Near-real-time databases (high-frequency COVID-19 household phone
survey data, standard gravity model variables, quarterly reports of national accounts,
COVID-19 pandemic daily data, Google trends) and state-of-the-art models (e.g. semiparametric
panel data models, Bayesian econometrics, Rasch model, and other machine
learning models) are used to satisfy pandemic mitigation's quick and reliable information
demand. The pandemic has Micro-level and short-run impacts. Short-run and long-run
evidence are inconsistent. Micro- and macro and other dimensions of impact results are
mixed. One-dimensional impact measurements obscure important information. Pandemic
uncertainty in national account system or a multiplier effect analysis only explains exports
(SDG 17) (10.45%), state fragility (SDG 16) (6.08%) (correlation, not causation based on
economic theory and context) and catastrophe uncertainty (SDG 13) (by 15.31 percent).
Pandemic factors only explain total exports. Other national account system variables
explained each other better than the pandemic (transport CPI (SDG 7) explains 18.38% of
food CPI (SDG 2) variance, while food CPI explains 26.98% of general CPI variation
(SDG 1)). Non-pharmaceutical and pharmaceutical COVID-19 responses have different
effects.
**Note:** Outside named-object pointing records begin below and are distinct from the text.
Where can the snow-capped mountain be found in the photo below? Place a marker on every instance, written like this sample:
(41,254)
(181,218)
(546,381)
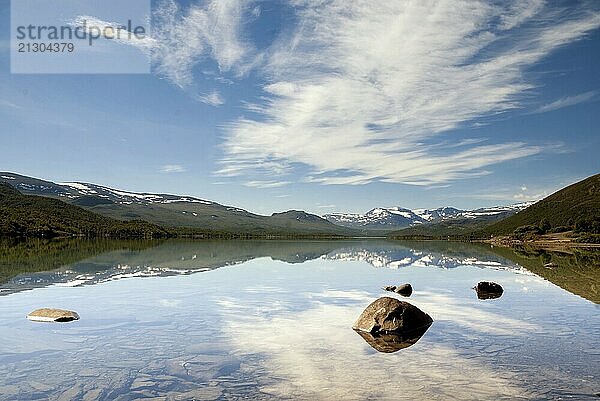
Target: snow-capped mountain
(84,192)
(393,218)
(173,210)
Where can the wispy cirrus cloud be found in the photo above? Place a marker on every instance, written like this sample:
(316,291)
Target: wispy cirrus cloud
(266,184)
(9,104)
(363,91)
(204,31)
(185,37)
(567,101)
(172,168)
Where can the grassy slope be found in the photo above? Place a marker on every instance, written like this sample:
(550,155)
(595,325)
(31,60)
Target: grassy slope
(563,208)
(578,273)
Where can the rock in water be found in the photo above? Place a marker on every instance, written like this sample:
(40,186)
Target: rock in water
(52,315)
(389,315)
(488,290)
(405,290)
(392,342)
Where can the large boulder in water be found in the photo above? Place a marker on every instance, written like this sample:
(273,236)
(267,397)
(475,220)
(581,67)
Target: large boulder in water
(488,290)
(52,315)
(389,315)
(392,341)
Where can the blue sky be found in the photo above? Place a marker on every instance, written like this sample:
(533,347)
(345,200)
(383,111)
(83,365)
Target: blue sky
(326,105)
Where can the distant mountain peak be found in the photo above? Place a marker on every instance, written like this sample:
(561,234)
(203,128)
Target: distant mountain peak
(396,217)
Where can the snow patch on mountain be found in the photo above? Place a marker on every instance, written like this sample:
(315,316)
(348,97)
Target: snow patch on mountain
(386,218)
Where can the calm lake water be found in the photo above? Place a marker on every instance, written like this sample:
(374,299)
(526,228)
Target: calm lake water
(272,320)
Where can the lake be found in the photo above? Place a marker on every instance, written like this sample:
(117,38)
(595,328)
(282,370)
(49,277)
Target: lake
(182,320)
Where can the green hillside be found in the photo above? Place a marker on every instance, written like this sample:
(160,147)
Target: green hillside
(35,216)
(576,207)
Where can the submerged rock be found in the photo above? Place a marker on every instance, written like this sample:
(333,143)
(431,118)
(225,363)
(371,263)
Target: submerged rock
(52,315)
(391,315)
(488,290)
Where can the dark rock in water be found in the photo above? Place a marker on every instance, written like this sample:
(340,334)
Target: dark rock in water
(392,341)
(488,290)
(404,290)
(387,315)
(52,315)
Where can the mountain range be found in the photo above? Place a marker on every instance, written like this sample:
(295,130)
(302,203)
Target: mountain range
(184,214)
(30,205)
(397,218)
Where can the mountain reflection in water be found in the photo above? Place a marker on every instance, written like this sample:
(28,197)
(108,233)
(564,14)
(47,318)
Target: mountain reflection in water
(578,272)
(272,320)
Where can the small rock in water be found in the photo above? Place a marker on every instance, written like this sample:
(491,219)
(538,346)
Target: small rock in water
(404,290)
(52,315)
(488,290)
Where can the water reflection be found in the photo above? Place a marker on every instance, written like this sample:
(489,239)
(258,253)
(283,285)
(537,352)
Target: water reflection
(392,342)
(275,324)
(36,264)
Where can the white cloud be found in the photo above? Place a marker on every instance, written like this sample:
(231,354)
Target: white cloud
(172,168)
(214,98)
(9,104)
(567,101)
(266,184)
(362,91)
(203,31)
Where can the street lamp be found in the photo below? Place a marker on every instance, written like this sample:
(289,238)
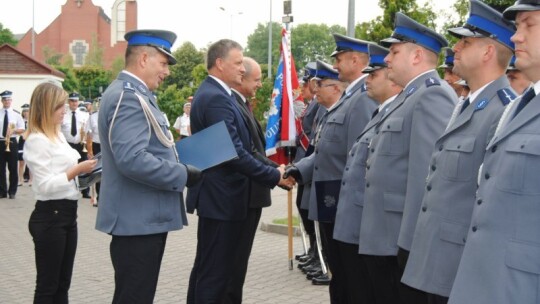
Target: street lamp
(231,14)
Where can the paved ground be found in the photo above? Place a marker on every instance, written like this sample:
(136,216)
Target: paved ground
(268,280)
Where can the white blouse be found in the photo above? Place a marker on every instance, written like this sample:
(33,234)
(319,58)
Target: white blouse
(48,161)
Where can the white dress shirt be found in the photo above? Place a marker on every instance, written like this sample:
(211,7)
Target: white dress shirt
(81,118)
(13,118)
(48,161)
(91,127)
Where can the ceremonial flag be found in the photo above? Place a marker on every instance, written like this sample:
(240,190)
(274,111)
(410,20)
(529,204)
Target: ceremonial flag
(284,126)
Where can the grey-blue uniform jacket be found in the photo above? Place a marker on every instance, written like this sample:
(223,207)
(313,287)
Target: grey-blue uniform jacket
(142,181)
(340,128)
(501,259)
(445,215)
(351,193)
(398,160)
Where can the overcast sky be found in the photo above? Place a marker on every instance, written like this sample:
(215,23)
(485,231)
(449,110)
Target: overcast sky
(202,21)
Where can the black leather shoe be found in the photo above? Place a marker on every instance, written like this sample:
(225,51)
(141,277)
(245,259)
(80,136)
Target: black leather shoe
(321,280)
(299,256)
(315,274)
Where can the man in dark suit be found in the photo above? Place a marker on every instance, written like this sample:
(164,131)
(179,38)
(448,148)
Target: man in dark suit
(221,197)
(259,194)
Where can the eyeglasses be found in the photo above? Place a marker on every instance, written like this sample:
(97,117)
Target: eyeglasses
(321,85)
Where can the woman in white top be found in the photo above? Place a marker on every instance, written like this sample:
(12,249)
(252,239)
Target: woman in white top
(53,163)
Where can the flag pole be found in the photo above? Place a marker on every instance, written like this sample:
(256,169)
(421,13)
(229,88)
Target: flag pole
(287,18)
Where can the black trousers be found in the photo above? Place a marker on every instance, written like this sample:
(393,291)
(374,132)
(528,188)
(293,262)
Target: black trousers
(11,159)
(53,226)
(245,240)
(309,226)
(136,261)
(407,293)
(337,288)
(357,284)
(217,247)
(84,156)
(96,148)
(384,277)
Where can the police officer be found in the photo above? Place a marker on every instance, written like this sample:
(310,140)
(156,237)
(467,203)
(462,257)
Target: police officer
(500,260)
(399,156)
(309,124)
(449,76)
(481,57)
(142,181)
(73,128)
(351,199)
(519,82)
(12,125)
(345,118)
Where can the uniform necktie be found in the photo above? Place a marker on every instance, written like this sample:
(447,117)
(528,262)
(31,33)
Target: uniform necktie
(375,113)
(528,96)
(4,129)
(466,103)
(73,124)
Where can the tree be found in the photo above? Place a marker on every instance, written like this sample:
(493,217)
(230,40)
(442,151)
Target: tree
(6,36)
(187,57)
(382,26)
(70,83)
(310,42)
(257,45)
(95,53)
(91,78)
(52,57)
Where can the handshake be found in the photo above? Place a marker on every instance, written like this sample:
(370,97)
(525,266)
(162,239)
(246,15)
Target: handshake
(289,176)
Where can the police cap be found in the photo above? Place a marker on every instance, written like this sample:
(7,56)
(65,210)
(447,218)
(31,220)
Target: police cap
(349,44)
(6,94)
(160,39)
(521,6)
(448,59)
(325,71)
(408,30)
(74,96)
(376,58)
(486,22)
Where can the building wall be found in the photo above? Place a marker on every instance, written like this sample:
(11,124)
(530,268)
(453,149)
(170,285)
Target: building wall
(84,22)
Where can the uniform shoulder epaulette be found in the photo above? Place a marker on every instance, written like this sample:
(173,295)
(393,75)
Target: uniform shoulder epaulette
(506,95)
(363,88)
(432,81)
(128,86)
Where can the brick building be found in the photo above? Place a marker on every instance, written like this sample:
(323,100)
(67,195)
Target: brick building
(80,24)
(20,73)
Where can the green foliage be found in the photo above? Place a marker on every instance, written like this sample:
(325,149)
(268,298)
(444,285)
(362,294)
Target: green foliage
(382,26)
(171,102)
(71,83)
(95,53)
(310,42)
(6,36)
(257,43)
(91,78)
(52,57)
(187,58)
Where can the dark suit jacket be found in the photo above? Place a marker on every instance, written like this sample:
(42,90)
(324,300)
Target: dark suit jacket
(223,192)
(259,195)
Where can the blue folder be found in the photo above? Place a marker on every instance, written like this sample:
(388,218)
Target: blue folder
(207,148)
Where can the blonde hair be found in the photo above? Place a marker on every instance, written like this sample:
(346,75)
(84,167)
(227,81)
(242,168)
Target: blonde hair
(46,99)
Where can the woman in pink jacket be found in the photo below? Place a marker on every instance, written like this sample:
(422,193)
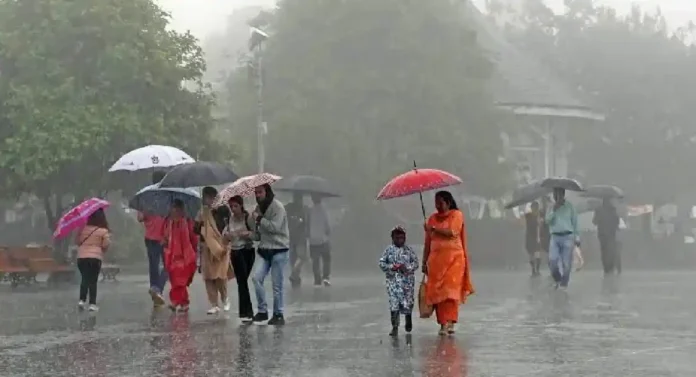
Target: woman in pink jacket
(92,241)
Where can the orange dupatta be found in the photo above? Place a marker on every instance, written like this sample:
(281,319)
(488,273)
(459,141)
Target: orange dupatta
(448,262)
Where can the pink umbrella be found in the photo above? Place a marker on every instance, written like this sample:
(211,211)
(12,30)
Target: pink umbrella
(244,187)
(77,217)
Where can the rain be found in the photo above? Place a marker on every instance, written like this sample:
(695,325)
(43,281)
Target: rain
(347,188)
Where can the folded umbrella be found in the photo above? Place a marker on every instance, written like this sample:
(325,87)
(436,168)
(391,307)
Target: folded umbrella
(77,217)
(603,191)
(244,187)
(307,184)
(562,182)
(156,200)
(151,157)
(197,174)
(417,181)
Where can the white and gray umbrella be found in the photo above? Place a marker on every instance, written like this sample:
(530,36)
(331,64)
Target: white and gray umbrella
(151,157)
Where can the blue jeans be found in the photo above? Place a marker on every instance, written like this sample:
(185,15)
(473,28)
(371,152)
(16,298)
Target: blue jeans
(561,257)
(158,275)
(275,266)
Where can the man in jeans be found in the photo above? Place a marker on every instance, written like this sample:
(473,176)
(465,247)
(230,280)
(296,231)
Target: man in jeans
(563,226)
(319,242)
(274,240)
(154,234)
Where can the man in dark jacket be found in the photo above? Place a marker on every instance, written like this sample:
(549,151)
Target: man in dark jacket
(607,220)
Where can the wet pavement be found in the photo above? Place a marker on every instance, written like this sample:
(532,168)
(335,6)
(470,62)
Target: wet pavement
(641,324)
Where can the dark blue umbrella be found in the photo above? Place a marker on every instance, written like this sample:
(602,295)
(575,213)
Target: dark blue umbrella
(156,200)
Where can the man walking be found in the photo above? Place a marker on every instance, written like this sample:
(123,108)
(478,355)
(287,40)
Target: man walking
(607,220)
(563,226)
(319,242)
(154,236)
(298,224)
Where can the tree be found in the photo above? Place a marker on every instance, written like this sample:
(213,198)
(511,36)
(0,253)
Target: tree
(357,90)
(639,74)
(84,81)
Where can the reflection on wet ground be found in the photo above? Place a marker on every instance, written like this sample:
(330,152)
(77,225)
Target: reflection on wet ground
(640,324)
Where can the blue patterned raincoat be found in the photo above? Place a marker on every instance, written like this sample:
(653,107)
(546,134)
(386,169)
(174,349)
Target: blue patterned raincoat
(400,285)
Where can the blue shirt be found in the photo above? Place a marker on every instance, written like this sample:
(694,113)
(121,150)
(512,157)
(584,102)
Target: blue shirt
(563,220)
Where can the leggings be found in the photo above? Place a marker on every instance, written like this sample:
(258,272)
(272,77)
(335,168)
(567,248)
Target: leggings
(89,269)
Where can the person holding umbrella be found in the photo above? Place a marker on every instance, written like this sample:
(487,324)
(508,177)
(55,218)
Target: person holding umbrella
(154,233)
(92,242)
(563,226)
(274,241)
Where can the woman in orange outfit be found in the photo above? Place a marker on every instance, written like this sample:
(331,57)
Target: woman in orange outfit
(445,262)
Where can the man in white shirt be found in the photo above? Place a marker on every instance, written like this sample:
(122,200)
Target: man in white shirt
(319,242)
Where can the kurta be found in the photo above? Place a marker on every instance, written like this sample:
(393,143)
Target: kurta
(448,264)
(400,285)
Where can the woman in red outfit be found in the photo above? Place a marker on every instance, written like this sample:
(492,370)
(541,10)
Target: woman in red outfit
(180,244)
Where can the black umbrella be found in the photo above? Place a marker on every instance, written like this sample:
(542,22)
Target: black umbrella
(528,193)
(199,174)
(307,184)
(562,182)
(603,191)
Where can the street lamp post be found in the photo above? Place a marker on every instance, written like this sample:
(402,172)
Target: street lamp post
(256,40)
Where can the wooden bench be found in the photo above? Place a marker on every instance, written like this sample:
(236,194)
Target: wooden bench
(109,271)
(40,260)
(12,271)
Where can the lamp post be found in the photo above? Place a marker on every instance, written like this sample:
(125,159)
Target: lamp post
(256,40)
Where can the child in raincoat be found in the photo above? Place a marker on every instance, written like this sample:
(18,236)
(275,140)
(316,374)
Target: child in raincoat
(180,243)
(400,263)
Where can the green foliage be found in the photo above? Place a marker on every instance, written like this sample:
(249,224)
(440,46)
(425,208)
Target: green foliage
(357,90)
(84,81)
(639,74)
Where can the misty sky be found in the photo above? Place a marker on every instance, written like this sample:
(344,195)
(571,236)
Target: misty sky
(205,16)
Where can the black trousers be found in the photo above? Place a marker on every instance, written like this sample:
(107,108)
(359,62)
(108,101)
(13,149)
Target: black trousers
(321,261)
(243,263)
(89,269)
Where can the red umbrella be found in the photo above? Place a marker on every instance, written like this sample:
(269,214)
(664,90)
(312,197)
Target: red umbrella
(417,181)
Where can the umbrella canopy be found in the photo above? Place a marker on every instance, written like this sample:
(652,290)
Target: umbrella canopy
(201,173)
(151,157)
(417,181)
(156,200)
(77,216)
(562,182)
(528,193)
(307,184)
(244,187)
(603,191)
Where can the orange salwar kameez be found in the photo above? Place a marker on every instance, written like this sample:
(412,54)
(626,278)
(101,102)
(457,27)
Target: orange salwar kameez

The former declines demand for services(SDG 9) and bilateral exports (e.g., the
non-pharmaceutical policy elasticity of demand for tourism is -0.49 and the COVID-19
interaction term elasticity of bilateral exports is -0.10 in the non-pharmaceutical
regression). The latter enhances service demand and bilateral exports (the pharmaceutical
(vaccination) policy elasticity of retail trade (SDG 17) is 0.04 and the COVID-19 elasticity
of bilateral exports is 0.05). Variable ICT demand (SDG 9) is co-integrated with
both non-pharmaceutical and pharmaceutical COVID-19 response policies. This is due to
COVID-19 and zoom software-a proxy for ICT demand long absence and exponential cooccurrence.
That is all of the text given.